STANDARD COSTING AND VARIANCE ANALYSIS
It is a predetermined cost based on a technical estimate for materials, labour and overhead for a selected period of time and for a prescribed set of working conditions.
According to CIM, it is a predetermined calculation of how much costs should be under specified working conditions.
A standard can be defined as a benchmark or norm for measuring performance. Standards relate to quantity and cost of inputs used in manufacturing goods or providing services. Managers for the elements of costs set quantity and cost standards.
Standard costing is a technique, which establishes predetermined estimates of the costs of products and services and then compares these predetermined costs with actual costs as they are incurred. The predetermined costs are known as standard costs and the different between the standard cost and actual cost is known as variance. The process by which the total different between actual cost and standard cost is broken down into different elements known as variance analysis.
TYPES OF STANDARDS.
The following are the most important types of standards:
a) Basic Standards. These are long term standards, which would remain unchanged over the years, their sole use is to slow trends over time for such items as material prices, labour rats and efficiency and effect of changing methods.

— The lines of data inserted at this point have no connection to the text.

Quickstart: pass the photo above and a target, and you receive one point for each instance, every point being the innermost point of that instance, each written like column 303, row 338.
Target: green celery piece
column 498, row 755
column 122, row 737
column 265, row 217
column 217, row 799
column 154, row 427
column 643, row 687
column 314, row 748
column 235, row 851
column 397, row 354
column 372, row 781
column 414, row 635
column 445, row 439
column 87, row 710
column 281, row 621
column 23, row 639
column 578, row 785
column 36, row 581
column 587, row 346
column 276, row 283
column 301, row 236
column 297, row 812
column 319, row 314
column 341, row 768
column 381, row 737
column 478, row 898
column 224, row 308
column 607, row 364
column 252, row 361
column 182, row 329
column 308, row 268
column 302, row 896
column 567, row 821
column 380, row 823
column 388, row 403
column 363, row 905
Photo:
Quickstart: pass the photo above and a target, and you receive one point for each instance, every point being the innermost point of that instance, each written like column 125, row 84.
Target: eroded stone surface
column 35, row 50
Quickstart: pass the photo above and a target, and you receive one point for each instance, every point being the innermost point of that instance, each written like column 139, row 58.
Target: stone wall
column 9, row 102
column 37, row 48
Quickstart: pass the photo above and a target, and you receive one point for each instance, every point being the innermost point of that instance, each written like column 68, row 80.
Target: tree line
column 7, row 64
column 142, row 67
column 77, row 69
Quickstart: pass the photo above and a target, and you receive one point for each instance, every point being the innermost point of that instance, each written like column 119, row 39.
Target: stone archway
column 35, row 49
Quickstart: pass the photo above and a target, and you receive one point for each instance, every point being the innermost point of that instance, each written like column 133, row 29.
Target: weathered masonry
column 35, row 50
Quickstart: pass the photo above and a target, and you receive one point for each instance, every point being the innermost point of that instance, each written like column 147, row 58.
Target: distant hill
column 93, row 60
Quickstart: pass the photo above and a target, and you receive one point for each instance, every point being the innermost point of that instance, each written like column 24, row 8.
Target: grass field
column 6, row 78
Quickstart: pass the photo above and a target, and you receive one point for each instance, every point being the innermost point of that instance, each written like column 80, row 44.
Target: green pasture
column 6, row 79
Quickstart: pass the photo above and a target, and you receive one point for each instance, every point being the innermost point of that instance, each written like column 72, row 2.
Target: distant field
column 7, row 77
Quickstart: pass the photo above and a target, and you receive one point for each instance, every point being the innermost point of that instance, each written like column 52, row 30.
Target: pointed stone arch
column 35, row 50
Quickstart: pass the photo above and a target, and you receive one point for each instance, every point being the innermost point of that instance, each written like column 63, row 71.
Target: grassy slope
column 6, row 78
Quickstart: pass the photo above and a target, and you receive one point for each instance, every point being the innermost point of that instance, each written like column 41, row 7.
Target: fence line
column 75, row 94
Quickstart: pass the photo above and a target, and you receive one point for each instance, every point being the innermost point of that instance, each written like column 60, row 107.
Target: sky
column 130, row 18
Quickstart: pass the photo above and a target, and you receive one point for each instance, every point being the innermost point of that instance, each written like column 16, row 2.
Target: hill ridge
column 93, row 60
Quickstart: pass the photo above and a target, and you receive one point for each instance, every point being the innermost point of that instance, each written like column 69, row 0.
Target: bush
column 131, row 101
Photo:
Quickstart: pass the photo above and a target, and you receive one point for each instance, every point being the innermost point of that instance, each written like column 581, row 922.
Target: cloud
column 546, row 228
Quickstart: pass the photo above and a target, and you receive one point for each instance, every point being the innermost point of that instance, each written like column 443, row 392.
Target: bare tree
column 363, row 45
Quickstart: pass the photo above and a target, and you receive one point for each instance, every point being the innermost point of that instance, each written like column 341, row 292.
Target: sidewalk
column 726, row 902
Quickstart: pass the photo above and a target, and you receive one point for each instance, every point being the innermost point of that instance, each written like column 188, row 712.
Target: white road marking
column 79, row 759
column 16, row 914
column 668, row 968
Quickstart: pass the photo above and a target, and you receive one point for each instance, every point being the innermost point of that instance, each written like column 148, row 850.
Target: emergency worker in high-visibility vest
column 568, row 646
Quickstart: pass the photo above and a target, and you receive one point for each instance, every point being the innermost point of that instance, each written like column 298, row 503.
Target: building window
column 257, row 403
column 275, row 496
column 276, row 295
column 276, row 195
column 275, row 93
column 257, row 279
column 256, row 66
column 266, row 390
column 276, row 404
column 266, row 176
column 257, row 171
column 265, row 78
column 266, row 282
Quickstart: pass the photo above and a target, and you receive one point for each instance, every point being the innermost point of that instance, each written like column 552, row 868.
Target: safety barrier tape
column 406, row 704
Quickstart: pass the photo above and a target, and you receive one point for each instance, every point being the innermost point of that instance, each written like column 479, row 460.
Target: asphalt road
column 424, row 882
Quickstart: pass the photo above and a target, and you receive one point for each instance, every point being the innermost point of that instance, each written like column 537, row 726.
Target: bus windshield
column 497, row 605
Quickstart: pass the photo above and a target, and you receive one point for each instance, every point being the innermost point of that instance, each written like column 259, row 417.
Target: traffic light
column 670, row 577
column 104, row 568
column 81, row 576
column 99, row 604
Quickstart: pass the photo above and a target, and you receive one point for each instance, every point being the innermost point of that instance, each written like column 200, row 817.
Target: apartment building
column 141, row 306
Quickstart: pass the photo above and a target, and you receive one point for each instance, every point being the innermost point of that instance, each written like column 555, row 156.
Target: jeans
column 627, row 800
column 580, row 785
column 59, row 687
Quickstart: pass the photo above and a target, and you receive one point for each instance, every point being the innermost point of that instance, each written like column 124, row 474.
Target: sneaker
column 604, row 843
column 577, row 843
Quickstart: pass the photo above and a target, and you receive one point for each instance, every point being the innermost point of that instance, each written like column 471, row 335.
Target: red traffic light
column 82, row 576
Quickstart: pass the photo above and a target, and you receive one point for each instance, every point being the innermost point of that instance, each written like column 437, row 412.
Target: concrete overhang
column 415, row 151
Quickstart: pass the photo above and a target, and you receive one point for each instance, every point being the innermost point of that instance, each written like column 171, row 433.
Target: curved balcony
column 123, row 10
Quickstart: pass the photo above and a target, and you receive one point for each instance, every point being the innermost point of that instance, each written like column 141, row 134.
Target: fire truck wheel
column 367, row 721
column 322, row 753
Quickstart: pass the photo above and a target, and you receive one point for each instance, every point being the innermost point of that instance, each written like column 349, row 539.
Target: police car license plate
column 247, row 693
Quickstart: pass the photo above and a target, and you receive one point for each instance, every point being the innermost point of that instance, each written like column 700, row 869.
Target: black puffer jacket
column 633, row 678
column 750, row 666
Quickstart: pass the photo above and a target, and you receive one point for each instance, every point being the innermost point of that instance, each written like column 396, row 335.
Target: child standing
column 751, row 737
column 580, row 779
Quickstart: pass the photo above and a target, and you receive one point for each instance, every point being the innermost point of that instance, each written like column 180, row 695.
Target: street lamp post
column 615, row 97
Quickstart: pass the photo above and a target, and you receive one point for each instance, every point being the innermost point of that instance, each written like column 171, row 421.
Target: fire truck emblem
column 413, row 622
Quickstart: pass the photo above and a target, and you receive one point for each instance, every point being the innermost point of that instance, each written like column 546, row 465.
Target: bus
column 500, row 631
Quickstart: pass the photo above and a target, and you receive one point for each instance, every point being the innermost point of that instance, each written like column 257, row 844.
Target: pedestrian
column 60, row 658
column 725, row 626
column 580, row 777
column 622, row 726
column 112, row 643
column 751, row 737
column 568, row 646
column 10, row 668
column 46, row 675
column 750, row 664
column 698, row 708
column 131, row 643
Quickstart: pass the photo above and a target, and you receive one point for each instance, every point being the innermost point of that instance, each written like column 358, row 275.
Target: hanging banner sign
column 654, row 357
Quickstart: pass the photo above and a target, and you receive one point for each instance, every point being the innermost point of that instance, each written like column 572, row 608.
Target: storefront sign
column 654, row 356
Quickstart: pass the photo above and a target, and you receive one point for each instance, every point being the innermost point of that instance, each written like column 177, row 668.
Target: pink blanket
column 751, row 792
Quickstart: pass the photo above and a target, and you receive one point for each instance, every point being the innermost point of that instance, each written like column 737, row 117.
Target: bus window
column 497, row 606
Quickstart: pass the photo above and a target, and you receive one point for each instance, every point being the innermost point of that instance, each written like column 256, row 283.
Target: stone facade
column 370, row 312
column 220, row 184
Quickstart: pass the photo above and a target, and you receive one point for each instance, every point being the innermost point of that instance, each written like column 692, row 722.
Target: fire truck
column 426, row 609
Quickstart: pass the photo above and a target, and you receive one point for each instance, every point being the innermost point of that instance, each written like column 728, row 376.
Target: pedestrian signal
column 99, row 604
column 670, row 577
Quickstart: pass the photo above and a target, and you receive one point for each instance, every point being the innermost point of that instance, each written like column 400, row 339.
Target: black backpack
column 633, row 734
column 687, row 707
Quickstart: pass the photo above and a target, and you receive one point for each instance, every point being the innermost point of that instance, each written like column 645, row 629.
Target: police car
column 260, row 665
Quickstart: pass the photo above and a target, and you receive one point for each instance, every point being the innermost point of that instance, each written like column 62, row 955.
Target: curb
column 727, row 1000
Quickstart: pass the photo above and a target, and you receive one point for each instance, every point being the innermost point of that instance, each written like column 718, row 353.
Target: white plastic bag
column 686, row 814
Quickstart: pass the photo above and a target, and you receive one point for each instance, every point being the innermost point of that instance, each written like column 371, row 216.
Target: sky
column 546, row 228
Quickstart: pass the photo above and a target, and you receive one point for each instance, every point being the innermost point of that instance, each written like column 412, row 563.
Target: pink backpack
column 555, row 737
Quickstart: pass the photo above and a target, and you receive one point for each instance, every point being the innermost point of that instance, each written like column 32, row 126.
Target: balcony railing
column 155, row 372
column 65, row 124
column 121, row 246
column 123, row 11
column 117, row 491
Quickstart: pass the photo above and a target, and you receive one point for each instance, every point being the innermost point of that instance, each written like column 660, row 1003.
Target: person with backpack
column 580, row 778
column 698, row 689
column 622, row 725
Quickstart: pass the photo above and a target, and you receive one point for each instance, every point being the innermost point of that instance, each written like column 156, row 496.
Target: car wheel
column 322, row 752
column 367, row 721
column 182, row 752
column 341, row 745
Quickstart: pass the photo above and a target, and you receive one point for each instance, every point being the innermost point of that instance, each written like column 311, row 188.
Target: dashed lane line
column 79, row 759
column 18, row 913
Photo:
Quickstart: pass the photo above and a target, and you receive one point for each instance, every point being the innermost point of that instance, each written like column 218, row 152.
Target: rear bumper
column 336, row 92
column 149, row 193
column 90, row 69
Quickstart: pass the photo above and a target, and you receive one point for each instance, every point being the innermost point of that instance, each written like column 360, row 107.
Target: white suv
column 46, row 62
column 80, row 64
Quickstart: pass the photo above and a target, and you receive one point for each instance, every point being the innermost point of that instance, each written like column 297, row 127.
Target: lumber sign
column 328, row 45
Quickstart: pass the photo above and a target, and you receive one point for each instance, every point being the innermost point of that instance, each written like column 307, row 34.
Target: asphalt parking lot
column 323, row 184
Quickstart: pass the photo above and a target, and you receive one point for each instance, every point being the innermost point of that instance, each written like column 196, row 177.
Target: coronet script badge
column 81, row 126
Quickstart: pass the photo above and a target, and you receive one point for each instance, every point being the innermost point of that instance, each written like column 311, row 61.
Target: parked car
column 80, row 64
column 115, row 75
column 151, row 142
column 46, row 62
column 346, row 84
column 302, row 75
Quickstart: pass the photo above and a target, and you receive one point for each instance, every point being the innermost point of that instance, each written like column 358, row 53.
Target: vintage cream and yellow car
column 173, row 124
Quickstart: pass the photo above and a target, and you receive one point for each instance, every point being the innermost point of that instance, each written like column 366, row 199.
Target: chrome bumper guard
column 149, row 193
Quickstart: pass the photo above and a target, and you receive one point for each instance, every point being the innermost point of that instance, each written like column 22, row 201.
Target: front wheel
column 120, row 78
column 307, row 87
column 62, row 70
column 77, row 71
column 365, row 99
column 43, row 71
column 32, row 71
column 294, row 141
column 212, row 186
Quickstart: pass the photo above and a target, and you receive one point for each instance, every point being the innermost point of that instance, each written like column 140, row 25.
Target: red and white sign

b) Ideal Standards. These are based on the best possible operating conditions i.e. no breakdowns, no material wastage, no stoppages or idle time, in short, perfect efficiency. Ideal standards if used would be revised periodically to reflect improvements in methods, material and technology.
c) Attainable standards. This is the most frequently encountered standard. It is based on efficient (but not perfect) operating conditions the standards would include allowances for normal materials losses, realistic allowances for fatigue, machine breakdown etc.